Nonsense. On their gaming systems you are unlikely to find any data that the companies would consider valuable. And 10+ years of experience show that "oops, we leaked customer data" isn't really a game-changer.

But cries from customers can be. Denying them the joy of their freshly gifted gaming console can be very powerful. It's not the nice way, definitely not, but it makes headlines.

I doubt it's going to change anything, because customers are too used to computers not working. That is the real damage that 30 years of Microsoft dominance have done to the world.
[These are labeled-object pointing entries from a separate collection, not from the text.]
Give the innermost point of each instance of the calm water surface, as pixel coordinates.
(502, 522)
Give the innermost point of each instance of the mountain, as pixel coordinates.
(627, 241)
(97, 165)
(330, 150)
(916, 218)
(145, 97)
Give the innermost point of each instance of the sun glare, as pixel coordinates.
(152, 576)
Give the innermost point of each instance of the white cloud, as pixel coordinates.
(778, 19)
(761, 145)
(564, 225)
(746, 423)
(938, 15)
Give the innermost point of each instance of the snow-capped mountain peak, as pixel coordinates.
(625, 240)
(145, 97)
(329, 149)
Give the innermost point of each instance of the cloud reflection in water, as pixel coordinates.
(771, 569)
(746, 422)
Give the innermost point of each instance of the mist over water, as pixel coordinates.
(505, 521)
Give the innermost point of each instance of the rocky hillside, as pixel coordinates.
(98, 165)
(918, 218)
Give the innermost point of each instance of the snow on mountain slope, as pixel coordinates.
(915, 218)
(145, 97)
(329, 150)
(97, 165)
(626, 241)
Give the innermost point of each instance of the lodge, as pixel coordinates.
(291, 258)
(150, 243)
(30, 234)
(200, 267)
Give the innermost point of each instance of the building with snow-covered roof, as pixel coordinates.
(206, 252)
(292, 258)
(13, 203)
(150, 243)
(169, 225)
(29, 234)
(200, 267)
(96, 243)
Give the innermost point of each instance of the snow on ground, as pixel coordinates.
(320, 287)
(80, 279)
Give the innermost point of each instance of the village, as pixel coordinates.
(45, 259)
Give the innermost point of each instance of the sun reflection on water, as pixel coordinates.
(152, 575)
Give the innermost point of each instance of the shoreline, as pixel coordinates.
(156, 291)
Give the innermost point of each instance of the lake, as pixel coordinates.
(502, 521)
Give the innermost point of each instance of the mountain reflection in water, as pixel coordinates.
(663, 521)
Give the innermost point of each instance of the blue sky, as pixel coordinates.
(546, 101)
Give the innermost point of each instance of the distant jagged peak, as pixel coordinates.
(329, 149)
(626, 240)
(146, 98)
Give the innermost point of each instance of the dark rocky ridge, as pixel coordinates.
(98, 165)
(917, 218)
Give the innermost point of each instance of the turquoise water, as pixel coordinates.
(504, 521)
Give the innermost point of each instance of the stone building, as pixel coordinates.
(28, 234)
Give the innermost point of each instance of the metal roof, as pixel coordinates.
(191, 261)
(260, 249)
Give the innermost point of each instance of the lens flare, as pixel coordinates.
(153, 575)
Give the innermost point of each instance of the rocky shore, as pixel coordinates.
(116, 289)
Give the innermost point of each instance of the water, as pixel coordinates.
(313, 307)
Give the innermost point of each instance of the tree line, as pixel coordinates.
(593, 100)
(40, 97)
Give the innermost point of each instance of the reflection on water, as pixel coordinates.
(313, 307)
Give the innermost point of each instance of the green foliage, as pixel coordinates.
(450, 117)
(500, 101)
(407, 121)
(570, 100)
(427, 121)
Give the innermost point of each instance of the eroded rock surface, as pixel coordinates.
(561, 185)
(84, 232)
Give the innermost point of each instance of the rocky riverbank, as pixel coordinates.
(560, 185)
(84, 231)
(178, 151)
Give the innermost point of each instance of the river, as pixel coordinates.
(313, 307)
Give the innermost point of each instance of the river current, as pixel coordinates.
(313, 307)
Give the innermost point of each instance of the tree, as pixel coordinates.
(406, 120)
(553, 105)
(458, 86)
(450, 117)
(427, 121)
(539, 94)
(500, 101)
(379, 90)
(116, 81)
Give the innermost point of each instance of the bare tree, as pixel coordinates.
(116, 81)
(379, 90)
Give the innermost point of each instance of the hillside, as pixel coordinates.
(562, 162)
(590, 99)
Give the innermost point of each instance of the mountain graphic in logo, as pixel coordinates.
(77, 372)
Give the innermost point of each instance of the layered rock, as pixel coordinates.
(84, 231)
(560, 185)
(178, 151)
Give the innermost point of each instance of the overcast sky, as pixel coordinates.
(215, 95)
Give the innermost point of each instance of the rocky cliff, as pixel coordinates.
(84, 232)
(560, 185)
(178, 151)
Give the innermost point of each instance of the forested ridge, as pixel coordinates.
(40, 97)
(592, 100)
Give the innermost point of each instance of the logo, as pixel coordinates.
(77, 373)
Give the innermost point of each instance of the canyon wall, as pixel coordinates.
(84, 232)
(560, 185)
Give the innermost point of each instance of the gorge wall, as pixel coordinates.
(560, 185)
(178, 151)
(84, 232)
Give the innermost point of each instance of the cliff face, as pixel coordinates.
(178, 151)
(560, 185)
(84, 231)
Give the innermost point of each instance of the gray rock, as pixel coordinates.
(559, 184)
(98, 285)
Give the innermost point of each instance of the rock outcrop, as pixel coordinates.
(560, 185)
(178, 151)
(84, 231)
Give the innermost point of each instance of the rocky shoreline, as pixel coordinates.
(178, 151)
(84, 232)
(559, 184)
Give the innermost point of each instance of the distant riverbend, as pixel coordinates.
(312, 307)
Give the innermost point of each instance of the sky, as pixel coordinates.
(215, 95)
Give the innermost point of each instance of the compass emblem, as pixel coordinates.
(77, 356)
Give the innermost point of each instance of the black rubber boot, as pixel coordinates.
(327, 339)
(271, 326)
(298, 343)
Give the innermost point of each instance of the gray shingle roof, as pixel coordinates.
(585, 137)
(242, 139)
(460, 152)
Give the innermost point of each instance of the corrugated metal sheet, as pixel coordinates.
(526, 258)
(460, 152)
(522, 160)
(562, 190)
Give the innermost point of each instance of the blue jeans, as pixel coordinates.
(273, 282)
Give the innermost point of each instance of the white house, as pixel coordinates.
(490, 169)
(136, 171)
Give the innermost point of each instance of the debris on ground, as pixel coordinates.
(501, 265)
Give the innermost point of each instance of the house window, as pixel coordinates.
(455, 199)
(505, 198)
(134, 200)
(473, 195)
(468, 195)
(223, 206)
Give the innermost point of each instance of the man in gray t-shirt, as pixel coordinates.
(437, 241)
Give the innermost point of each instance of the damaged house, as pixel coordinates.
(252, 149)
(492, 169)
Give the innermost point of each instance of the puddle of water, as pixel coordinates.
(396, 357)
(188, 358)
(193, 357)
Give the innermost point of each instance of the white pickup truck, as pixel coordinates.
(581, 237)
Comment Why Kozmo sort of succeeded (Score 1) 34

Ok, the company as a whole tanked rapidly, as one might expect, but according to friends who lived in its territory at the time, one reason the service was so popular was that one of the things it delivered was weed. The company itself didn't sell it, but the drivers did that themselves, so they were happy and the customers were happy, and there were an awful lot of deliveries that had only one random item on the books (plus weed.)

Comment Skype Call Setup and Media Path Protocols (Score 1) 71

Skype used a server-based system to set up calls, going through supernodes if possible (so it was semi-P2P), which handled subscriber lookup functions and also NAT transparency (which was the big thing that Skype did better than standard VOIP protocols such as H.323 and SIP.)

For the actual media path, if it could go directly, it would, but otherwise it would carry the call through supernodes (again, the NAT traversal problem.)

These days it seems to be mostly central servers, partly as a result of Microsoft buying them and partly because there was a lot of corporate pushback against supernodes using your corporation's bandwidth to complete somebody else's call.